You are viewing a plain text version of this content. The canonical link for it is here.
Posted to dev@zookeeper.apache.org by "Vishal K (JIRA)" <ji...@apache.org> on 2010/11/17 17:09:14 UTC

[jira] Created: (ZOOKEEPER-932) Move blocking read/write calls to SendWorker and RecvWorker Threads

Move blocking read/write calls to SendWorker and RecvWorker Threads
-------------------------------------------------------------------

                 Key: ZOOKEEPER-932
                 URL: https://issues.apache.org/jira/browse/ZOOKEEPER-932
             Project: Zookeeper
          Issue Type: Sub-task
            Reporter: Vishal K
            Assignee: Vishal K
             Fix For: 3.4.0


Copying relevant comments:

Vishal K added a comment - 02/Nov/10 02:09 PM
Hi Flavio,

I have a suggestion for changing the blocking IO code in QuorumCnxManager. It keeps the current code structure and requires a small amount of changes. I am not sure if these comments should go in ZOOKEEPER-901. ZOOKEEPER-901 is probably addressing netty as well. Please feel free to close this JIRA if you intend to make all the changes as a part of ZOOKEEPER-901.

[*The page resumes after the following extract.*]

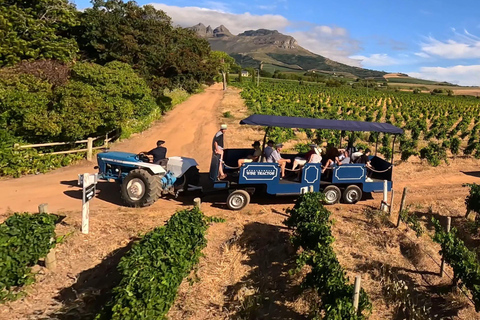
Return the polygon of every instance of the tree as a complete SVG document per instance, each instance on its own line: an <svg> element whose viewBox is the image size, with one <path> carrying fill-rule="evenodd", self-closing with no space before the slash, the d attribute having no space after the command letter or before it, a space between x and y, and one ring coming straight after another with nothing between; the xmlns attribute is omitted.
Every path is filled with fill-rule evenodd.
<svg viewBox="0 0 480 320"><path fill-rule="evenodd" d="M77 25L68 0L0 0L0 67L21 60L75 58L68 31Z"/></svg>
<svg viewBox="0 0 480 320"><path fill-rule="evenodd" d="M85 58L130 64L147 79L157 97L165 87L194 91L213 77L210 46L191 30L173 27L162 10L133 1L93 0L81 14L75 36Z"/></svg>
<svg viewBox="0 0 480 320"><path fill-rule="evenodd" d="M216 66L217 71L222 74L223 90L227 90L227 74L235 65L235 59L223 51L212 51L210 54L211 62Z"/></svg>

Basically we jusy need to move parts of initiateConnection and receiveConnection to SenderWorker and ReceiveWorker.

A. Current flow for receiving connection:
1. accept connection in Listener.run()
2. receiveConnection()

    * Read remote server's ID
    * Take action based on my ID and remote server's ID (disconnect and reconnect if my ID is > remote server's ID).
    * kill current set of SenderWorker and ReciveWorker threads
    * Start a new pair

B Current flow for initiating connection:
1. In connectOne(), connect if not already connected. else return.
2. send my ID to the remote server
3. if my ID < remote server disconnect and return
4. if my ID > remote server

    * kill current set of SenderWorker and ReceiveWorkter threads for the remote server
    * Start a new pair

Proposed changes:
Move the code that performs any blocking IO in SenderWorker and ReceiveWorker.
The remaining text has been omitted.